По их словам я восстановил для себя картину событий. Она выглядела нелепой и безобразной. Вела концерт и готовила его старшая пионервожатая – дама далеко не пионерского возраста. Она вела в школе уроки конституции, разумеется, сталинской, и совмещала эту работу с руководством пионерской организацией. Делала она это явно по призванию. Дородная, небрежно одетая, в нелепом на ней красном галстуке, она целыми днями носилась по школе, непрерывно устраивая разносы ученикам и даже учителям. Во время концерта она зримо контролировала его ход, что было видно даже из зала: кого-то ругала, кому-то что-то подсказывала. Она явно хотела быть на виду и тогда, когда ее роль должна была быть незаметной. Естественно, она наблюдала и финальную сцену. Заметив, что Серега замешкался, она поняла, настал ее звездный час, и произнесла за него сакраментальную фразу. Ей бы на этом остановиться. Ну выручила школьника, спасла финал концерта, что за дело. Но нет. Этого ей было мало.
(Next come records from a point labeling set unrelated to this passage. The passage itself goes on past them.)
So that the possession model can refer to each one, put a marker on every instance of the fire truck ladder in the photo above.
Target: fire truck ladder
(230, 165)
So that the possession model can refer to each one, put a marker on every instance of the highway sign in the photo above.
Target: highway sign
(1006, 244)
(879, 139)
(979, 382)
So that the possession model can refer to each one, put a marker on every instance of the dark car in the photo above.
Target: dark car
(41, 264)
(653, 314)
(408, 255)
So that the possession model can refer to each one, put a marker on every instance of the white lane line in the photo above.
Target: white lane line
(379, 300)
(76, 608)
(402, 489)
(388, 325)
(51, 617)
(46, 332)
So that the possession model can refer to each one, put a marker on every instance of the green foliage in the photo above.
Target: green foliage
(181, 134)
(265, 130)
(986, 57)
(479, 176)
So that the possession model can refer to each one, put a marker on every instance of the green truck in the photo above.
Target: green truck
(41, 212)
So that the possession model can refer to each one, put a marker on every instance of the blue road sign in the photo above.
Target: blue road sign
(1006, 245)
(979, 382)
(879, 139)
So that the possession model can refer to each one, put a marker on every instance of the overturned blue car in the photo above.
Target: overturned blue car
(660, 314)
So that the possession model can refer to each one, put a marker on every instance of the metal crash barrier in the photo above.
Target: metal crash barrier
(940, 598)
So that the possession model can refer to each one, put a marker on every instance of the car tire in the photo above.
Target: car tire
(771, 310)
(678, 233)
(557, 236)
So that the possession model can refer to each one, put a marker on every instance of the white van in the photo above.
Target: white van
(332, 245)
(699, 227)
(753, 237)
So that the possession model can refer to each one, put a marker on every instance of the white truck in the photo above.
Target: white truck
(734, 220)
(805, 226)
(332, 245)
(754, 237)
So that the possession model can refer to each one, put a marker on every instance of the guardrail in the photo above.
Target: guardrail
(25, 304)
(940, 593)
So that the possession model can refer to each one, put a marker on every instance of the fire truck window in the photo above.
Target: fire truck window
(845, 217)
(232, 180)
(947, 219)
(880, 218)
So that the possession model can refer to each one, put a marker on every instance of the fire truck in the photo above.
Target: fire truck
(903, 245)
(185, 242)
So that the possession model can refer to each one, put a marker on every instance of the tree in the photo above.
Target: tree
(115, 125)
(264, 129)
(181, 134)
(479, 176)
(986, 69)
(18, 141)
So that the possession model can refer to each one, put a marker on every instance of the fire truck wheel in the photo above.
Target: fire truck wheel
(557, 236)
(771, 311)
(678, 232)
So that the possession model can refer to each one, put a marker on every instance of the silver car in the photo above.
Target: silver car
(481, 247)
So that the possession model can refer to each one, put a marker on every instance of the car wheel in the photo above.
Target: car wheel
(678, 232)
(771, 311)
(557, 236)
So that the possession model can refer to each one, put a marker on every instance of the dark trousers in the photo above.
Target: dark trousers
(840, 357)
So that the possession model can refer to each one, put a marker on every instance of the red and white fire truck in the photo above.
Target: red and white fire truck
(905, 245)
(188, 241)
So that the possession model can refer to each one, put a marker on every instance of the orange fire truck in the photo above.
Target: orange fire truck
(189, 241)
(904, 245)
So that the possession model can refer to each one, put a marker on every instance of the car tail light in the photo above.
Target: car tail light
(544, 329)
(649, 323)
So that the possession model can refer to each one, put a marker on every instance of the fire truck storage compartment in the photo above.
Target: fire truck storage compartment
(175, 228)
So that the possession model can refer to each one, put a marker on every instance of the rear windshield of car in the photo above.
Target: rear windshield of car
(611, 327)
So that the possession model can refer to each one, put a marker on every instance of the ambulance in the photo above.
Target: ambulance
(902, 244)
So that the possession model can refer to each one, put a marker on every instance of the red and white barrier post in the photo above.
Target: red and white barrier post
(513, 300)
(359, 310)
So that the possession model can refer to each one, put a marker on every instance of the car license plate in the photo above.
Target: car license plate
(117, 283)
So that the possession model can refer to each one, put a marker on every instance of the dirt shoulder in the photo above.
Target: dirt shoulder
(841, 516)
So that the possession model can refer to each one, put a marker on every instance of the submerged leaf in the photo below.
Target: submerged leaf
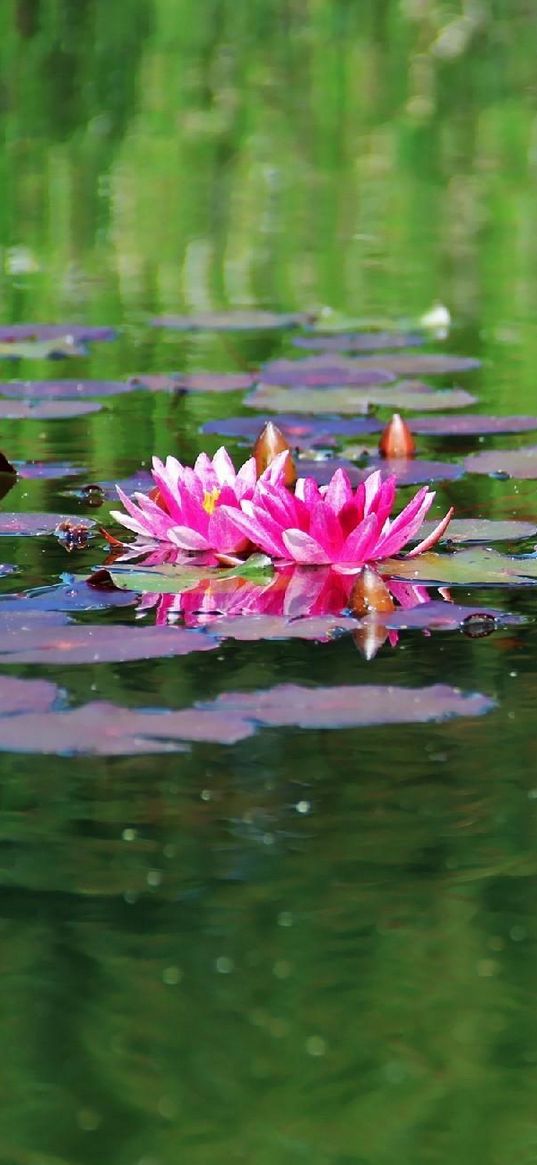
(466, 567)
(351, 400)
(110, 729)
(29, 524)
(233, 320)
(513, 463)
(47, 410)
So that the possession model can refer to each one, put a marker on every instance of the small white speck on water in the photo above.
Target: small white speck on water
(487, 967)
(285, 918)
(87, 1120)
(282, 968)
(316, 1045)
(171, 976)
(517, 933)
(224, 965)
(303, 806)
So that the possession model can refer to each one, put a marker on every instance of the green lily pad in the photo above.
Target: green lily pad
(466, 567)
(171, 579)
(481, 529)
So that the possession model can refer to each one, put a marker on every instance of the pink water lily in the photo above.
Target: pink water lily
(333, 524)
(190, 507)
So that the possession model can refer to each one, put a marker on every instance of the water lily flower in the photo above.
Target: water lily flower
(334, 524)
(190, 507)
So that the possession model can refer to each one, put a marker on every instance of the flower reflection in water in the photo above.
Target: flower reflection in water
(288, 597)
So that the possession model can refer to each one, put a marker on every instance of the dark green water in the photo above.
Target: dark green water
(313, 946)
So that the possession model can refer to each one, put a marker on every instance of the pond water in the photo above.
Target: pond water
(306, 943)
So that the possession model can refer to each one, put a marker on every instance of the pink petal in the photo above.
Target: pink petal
(338, 492)
(186, 538)
(224, 467)
(304, 549)
(259, 528)
(372, 486)
(361, 542)
(223, 534)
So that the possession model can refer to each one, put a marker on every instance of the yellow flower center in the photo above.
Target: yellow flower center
(210, 500)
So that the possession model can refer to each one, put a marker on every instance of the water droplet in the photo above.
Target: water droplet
(316, 1045)
(224, 965)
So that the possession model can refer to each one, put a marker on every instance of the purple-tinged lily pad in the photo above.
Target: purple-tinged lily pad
(407, 471)
(71, 594)
(195, 382)
(359, 341)
(106, 729)
(423, 364)
(504, 463)
(30, 524)
(251, 628)
(323, 372)
(21, 697)
(47, 410)
(438, 615)
(301, 431)
(98, 644)
(482, 529)
(11, 333)
(351, 707)
(351, 400)
(475, 566)
(471, 424)
(47, 470)
(233, 320)
(62, 389)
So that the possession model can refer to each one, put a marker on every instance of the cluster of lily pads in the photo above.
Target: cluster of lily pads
(308, 538)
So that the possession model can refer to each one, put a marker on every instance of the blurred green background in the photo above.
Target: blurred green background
(313, 948)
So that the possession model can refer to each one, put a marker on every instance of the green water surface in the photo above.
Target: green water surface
(311, 947)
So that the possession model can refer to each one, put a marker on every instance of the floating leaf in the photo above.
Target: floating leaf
(466, 567)
(171, 579)
(46, 410)
(252, 628)
(329, 369)
(438, 615)
(97, 644)
(481, 529)
(233, 320)
(351, 400)
(359, 341)
(46, 470)
(322, 372)
(30, 524)
(12, 333)
(193, 382)
(407, 472)
(301, 431)
(108, 729)
(471, 424)
(26, 696)
(353, 706)
(513, 463)
(70, 594)
(63, 389)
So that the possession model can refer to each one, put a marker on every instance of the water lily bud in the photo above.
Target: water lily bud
(396, 439)
(369, 639)
(369, 593)
(271, 442)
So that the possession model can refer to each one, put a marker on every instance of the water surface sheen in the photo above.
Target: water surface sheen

Она усмотрела в действии Сереги или, вернее сказать, в бездействии политическую подоплеку и потребовала немедленно созвать педсовет и комитет ВЛКСМ. Никакие уговоры не смогли остановить разбушевавшегося демагога. Все собрались в кабинете директора. Пионервожатая потребовала вести протокол. Отказать ей в этом по тем временам было невозможно. Учителя, директор и даже парторг, как могли, выгораживали Серегу, но она говорила о политической диверсии и политической же близорукости, об укрывательстве чуть ли не врага народа. В таких выражениях она изобличала Серегу. В конце концов, на голосование был поставлен вопрос об его исключении из школы и из рядов ВЛКСМ. И, что же? Все, кроме одного, проголосовали за исключение Сереги из школы и комсомола. Все понимали, что это означает для Сереги, но своя шкура оказалась ближе. Тем единственным, кто проголосовал против, был наш военрук, отставной капитан Иван Васильевич Комлев. Когда голосование свершилось, он встал и, не сказав ни слова, громко стуча деревяшкой – ногу он потерял на Курской Дуге – вышел из кабинета директора, чтобы больше никогда не возвращаться в школу.
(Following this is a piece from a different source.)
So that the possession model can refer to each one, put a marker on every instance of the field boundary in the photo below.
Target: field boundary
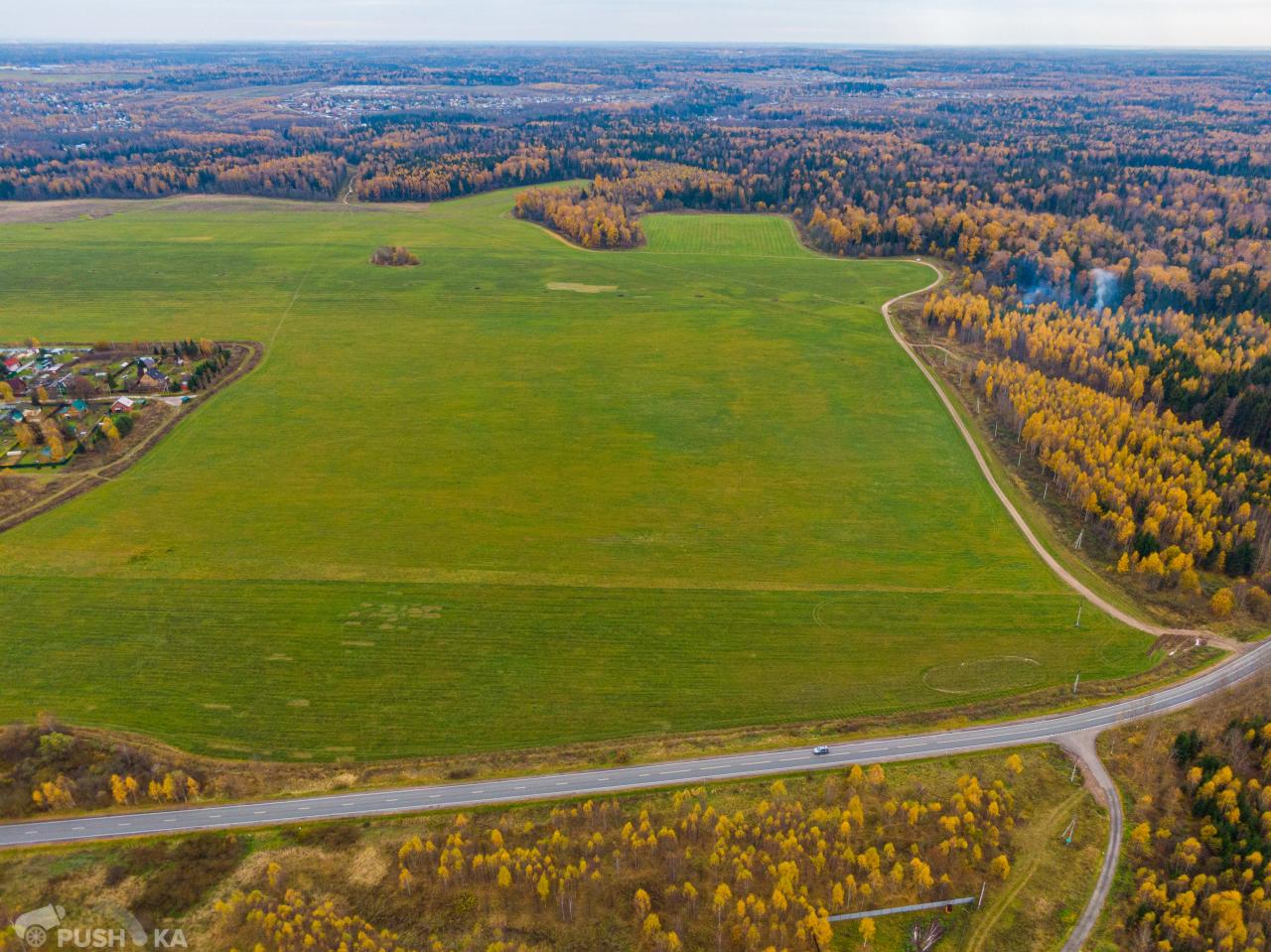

С работы вернулся отец Сереги. Узнав о случившемся, он не стал ругать сына, чего я, честно говоря, ожидал, а, подумав, сказал: "Придется тебе идти в армию. Так будет проще выкрутиться из этой дурацкой заварухи".
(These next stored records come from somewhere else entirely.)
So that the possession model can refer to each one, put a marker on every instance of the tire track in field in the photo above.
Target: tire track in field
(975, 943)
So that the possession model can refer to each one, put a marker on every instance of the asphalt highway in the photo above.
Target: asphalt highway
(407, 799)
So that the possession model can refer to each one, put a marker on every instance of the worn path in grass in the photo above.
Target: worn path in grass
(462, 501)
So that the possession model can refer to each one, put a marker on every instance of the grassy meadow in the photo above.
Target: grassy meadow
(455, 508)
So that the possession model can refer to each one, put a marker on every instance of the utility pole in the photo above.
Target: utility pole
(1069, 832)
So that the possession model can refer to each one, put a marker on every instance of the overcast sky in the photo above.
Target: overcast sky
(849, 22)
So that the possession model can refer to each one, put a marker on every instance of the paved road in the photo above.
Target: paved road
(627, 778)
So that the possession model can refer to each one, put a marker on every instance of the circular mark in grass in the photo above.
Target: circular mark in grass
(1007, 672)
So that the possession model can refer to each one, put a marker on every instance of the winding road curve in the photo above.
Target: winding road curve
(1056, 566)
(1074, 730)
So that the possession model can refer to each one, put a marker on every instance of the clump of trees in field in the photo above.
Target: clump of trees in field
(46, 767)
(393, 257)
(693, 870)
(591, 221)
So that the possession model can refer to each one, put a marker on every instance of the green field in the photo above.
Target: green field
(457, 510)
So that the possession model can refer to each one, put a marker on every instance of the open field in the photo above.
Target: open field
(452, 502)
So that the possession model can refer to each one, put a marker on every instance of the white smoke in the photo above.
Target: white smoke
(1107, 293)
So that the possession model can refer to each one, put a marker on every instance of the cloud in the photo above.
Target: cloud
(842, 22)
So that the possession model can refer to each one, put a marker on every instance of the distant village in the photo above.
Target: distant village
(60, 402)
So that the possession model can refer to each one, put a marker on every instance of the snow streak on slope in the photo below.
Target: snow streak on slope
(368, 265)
Весь тот вечер Серега сидел молча. Он выглядел обескураженным и, как я понимал, не чувствовал себя виноватым. Я был уверен, что он не замышлял ничего из того, в чем его обвинили. Он просто задумался не вовремя, или же ему в голову из подсознания пришла какая-то мысль, показавшаяся ему интересной. Если бы не истеричная тетка и поддавшиеся на ее провокацию взрослые люди – педагоги, то все это дело выеденного яйца бы не стоило. С таким злом как лицемерие я столкнулся впервые. Мне было непонятно: все по отдельности были против исключения Сереги, а когда дело дошло до голосования, вдруг оказались за. До сих пор зло было простым, зримым и осязаемым: подножка, оплеуха, кража. Для того чтобы бороться с таким злом, нужно самому быть сильным. Но здесь сила была бесполезна. "Кроме того, – думал я про себя, – как мне самому ходить теперь в школу". Давняя нелюбовь к ней вспыхнула с новой силой, но выбора не было.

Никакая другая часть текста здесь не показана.